Does Your Law Firm Have a Compliance Program – and How Ethics Rules Discourage Them
Although many law firms advise corporate clients on compliance, few firms have compliance programs in place observe Compliance strategists Donna Boehme and Joseph Murphy in this terrific piece, Inconvenient Truths About Law Firm Compliance. That law firms are subject to ethics rules is no excuse, contend Boehme and Murphy. Legal ethics rules didn’t deter the well-publicized DLAPiper billing debacle, nor do they address risks common to most corporate enterprises such as discrimination, social media issues, privacy and cyber-security. Boehme and Murphy go on to list the reasons that law firms should consider developing a compliance program — including its potential to serve as a selling point for corporate clients.

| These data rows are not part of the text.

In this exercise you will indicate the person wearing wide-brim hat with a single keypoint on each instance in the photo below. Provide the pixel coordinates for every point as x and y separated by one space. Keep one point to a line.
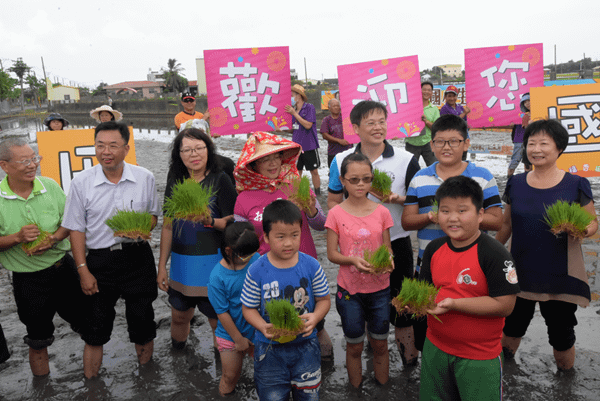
266 171
304 132
55 122
106 113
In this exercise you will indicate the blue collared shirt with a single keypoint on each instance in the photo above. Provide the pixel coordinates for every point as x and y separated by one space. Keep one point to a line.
93 199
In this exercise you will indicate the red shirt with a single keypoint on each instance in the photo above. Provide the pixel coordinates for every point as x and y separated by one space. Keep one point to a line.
484 268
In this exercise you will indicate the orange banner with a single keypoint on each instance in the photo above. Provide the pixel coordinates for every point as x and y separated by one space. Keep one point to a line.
68 152
577 107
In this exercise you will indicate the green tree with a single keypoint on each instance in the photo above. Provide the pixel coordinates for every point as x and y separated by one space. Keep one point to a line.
19 68
174 80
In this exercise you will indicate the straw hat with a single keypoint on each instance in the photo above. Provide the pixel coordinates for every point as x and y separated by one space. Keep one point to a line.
95 114
55 116
300 90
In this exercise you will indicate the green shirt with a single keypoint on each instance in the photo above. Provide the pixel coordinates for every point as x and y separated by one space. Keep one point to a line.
44 206
431 113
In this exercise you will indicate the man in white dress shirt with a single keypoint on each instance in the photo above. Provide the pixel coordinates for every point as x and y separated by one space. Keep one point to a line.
114 267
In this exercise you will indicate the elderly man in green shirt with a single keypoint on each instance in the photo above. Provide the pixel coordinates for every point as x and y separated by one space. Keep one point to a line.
420 145
45 282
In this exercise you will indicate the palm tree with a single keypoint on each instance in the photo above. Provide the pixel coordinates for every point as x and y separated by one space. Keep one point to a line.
174 80
19 69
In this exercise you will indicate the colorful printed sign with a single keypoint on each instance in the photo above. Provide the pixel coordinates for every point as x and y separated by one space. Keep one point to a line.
68 152
248 89
394 82
496 77
326 96
578 109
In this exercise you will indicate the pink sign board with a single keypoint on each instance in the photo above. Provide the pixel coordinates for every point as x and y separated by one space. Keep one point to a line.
248 89
496 77
394 82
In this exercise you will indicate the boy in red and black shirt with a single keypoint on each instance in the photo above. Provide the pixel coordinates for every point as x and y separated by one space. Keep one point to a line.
478 287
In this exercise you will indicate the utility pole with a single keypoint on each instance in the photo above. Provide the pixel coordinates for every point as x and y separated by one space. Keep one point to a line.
305 73
46 82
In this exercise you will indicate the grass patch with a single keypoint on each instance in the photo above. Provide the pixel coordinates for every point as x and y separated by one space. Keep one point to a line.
285 319
301 195
418 295
382 184
380 260
189 201
41 241
567 217
131 224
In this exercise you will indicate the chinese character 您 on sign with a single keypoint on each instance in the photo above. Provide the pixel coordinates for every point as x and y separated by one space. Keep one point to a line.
514 82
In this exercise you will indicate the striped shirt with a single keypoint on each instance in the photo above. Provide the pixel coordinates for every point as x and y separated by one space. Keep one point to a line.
421 191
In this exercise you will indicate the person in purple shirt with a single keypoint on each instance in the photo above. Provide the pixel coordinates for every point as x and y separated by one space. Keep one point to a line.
452 107
304 119
333 132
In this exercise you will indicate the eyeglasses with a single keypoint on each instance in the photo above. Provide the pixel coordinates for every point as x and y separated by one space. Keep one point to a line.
454 143
266 160
100 147
27 162
188 151
356 180
372 124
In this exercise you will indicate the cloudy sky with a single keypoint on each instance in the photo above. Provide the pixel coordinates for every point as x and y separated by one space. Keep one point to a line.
116 41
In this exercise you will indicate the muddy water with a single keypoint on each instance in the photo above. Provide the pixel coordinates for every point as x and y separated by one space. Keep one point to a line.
194 372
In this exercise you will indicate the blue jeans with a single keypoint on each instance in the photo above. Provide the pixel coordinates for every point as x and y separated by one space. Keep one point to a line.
281 368
357 309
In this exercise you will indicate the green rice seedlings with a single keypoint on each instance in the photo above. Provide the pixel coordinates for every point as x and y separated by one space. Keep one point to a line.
285 319
301 195
131 224
189 201
382 184
380 260
418 295
43 240
567 217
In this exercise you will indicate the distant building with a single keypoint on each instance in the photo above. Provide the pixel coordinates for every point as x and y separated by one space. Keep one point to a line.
155 76
61 92
452 70
148 89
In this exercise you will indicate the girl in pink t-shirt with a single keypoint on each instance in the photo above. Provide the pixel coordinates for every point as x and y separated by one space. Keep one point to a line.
362 297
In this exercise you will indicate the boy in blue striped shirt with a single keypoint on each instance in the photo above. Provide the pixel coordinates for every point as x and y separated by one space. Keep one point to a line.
448 140
286 364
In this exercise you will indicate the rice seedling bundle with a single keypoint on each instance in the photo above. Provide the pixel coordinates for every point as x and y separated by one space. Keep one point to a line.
301 195
380 260
418 295
568 217
189 201
41 241
131 224
285 319
382 184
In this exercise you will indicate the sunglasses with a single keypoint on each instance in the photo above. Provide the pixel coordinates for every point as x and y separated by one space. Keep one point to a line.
356 180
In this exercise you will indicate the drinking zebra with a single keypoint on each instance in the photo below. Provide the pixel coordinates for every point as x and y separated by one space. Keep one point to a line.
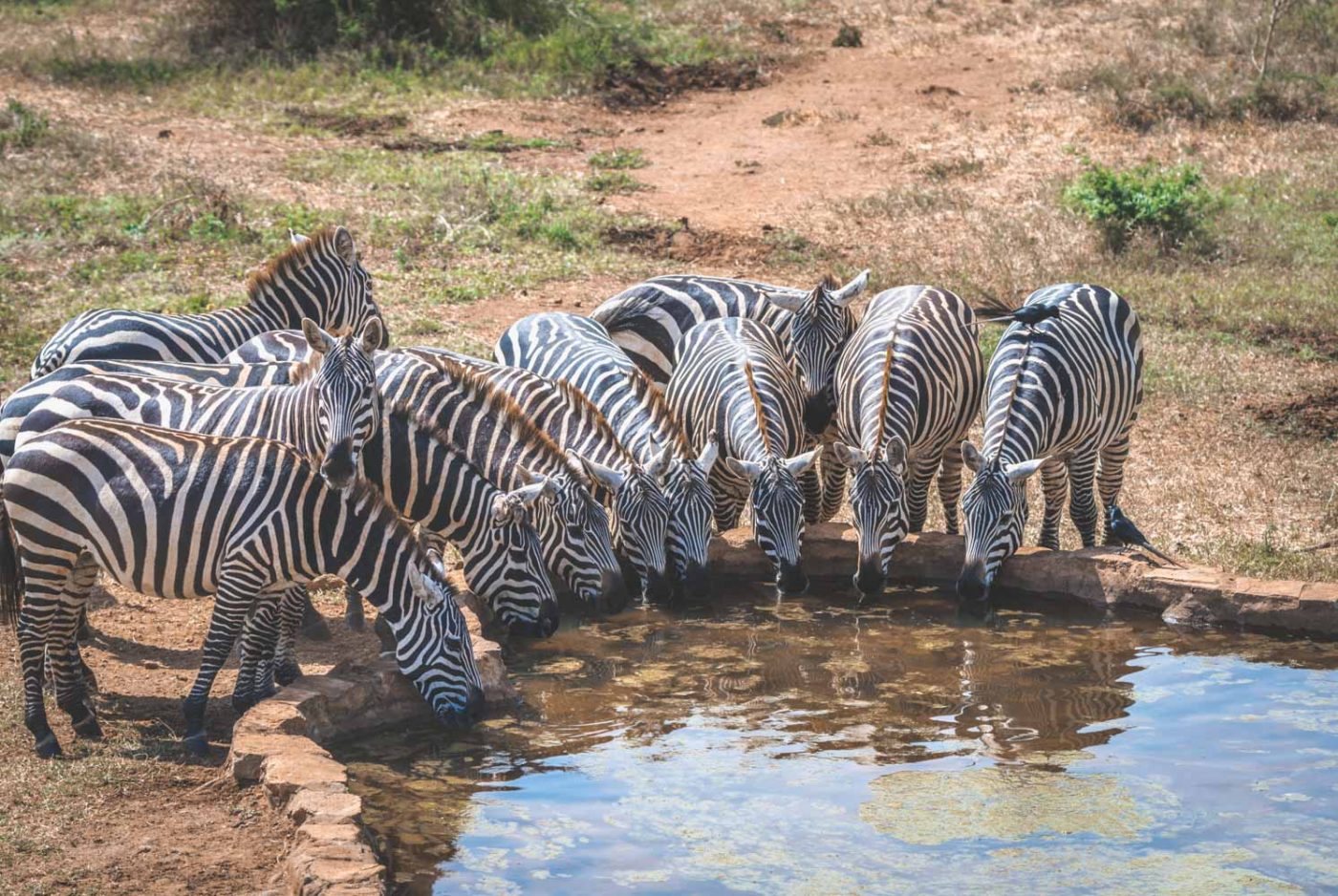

For solos and smalls, a compliance program seems like over-kill. But it does offer valuable benefits. Foremost, because a compliance program codifies a firm’s best practices and ethical and legal obligations and implements systems for compliance, a solo doesn’t have to explain the same procedures over and over again when he or she adds staff or outsources projects. Second, compliance programs and codes of conducts can empower employees by providing them tools to make decisions. In particular, ethics compliance decision trees can help new associates recognize, identify and learn to deal with ethics issues. Cisco designed a cool decision tree for its employees, and the same design could be replicated for a small firm.
While compliance programs have benefits, that’s often not enough to convince busy solos to devote scarce resources to creating one. And while bar associations could and should develop tools – like this stylish Cisco flowchart – for their members to “plug and play,” truth is, it doesn’t make sense for them to spend resources on them when the presence of a compliance program won’t necessarily serve as a mitigating factor in an ethics case. Of course, sometimes, a system – like instructions to an administrator about the importance of returning phone calls to the disciplinary committee can help avoid ethics problems like this one.
But a compliance program won’t help after the fact — so even if a firm does have procedures in place for making trust account deposits or researching and documenting ethics rules before engaging in a marketing campaign, these don’t count as mitigating factors in determining discipline. See, e.g., Standard 9, ABA Ethics Code (listing mitigating disciplinary factors including absence of motive, cooperation with tribunal, good faith effort to rectify consequences, etc…) By contrast, most compliance programs (such as the one I’m most familiar with) credit companies for effective preventive measures to ensure compliance.
Does your firm have a compliance program or systems in place? Let me know if you’d like to share.